0 livro que “vai mudar como a forma como vemos a sociedade”
Para Branko Milanovic, do Banco Mundial, é “um dos melhores livros econômicos das últimas décadas”.
Para Krugman, é a obra que “vai mudar como pensamos sobre a sociedade e a nossa forma de fazer economia”.
Eles estão falando do fenômeno “Capital In The Twenty-First Century” (“O Capital no Século XXI”), que está sendo debatido exaustivamente e chegou nesta semana ao primeiro lugar entre os mais vendidos da Amazon – um feito notável para um livro sobre desigualdade com 700 páginas.

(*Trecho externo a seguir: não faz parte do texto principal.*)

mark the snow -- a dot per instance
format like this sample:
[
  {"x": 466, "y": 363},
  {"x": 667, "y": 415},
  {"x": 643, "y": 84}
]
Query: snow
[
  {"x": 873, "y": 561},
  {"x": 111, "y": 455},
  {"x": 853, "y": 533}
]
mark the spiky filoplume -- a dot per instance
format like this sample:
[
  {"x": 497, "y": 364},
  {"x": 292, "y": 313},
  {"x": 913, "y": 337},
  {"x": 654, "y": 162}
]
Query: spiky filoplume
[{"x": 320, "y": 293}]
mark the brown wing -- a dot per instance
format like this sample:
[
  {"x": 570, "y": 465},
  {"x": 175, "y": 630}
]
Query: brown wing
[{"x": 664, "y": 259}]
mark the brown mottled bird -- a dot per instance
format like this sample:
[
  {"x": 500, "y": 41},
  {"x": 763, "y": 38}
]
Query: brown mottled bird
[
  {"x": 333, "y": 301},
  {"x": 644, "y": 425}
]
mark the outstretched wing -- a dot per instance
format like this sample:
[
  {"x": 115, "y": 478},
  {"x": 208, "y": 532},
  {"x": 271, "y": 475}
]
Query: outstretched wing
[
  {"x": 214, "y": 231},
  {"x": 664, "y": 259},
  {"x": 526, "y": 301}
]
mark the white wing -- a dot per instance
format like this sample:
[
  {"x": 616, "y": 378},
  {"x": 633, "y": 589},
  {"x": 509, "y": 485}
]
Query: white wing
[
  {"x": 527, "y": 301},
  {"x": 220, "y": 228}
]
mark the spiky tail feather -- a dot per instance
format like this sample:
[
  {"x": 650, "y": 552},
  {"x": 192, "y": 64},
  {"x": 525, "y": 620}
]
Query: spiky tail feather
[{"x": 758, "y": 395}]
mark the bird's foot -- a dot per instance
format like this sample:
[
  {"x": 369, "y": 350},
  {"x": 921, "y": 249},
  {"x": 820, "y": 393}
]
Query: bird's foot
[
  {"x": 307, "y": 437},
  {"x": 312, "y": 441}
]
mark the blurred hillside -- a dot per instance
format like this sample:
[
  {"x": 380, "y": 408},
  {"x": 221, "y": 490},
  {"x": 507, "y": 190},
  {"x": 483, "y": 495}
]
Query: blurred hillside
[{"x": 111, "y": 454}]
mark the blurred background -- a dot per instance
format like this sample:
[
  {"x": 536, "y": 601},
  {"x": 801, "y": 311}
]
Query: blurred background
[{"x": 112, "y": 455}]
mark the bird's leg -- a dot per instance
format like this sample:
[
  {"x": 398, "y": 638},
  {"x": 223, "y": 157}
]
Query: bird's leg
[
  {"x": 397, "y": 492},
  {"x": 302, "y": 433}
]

Seu autor é Thomas Piketty, um francês de 42 anos que leciona na Paris School of Economics. Com a ajuda de colegas da Universidade de Berkeley, na Califórnia, ele passou mais de uma década reunindo dados sobre a distribuição de riqueza em mais de 20 países ao longo dos séculos XIX e XX.
Geralmente, esse tipo de levantamento é feito através de pesquisas como as do censo, que escolhem alguns domicílios por amostragem e extrapolam os resultados para a população total.
A inovação de Thomas foi olhar para as declarações de imposto. Como a elite acumula riquezas que vão muito além da renda do trabalho, essa é uma forma muito mais eficiente para diferenciar, por exemplo, quanto tem os 1% e os 0,1% mais ricos da população.
Sua conclusão: estamos voltando para um estado de “capitalismo patrimonial”, no qual uma minoria vive de riqueza acumulada – e transmitida aos seus descendentes – enquanto todo o resto vive de trabalho.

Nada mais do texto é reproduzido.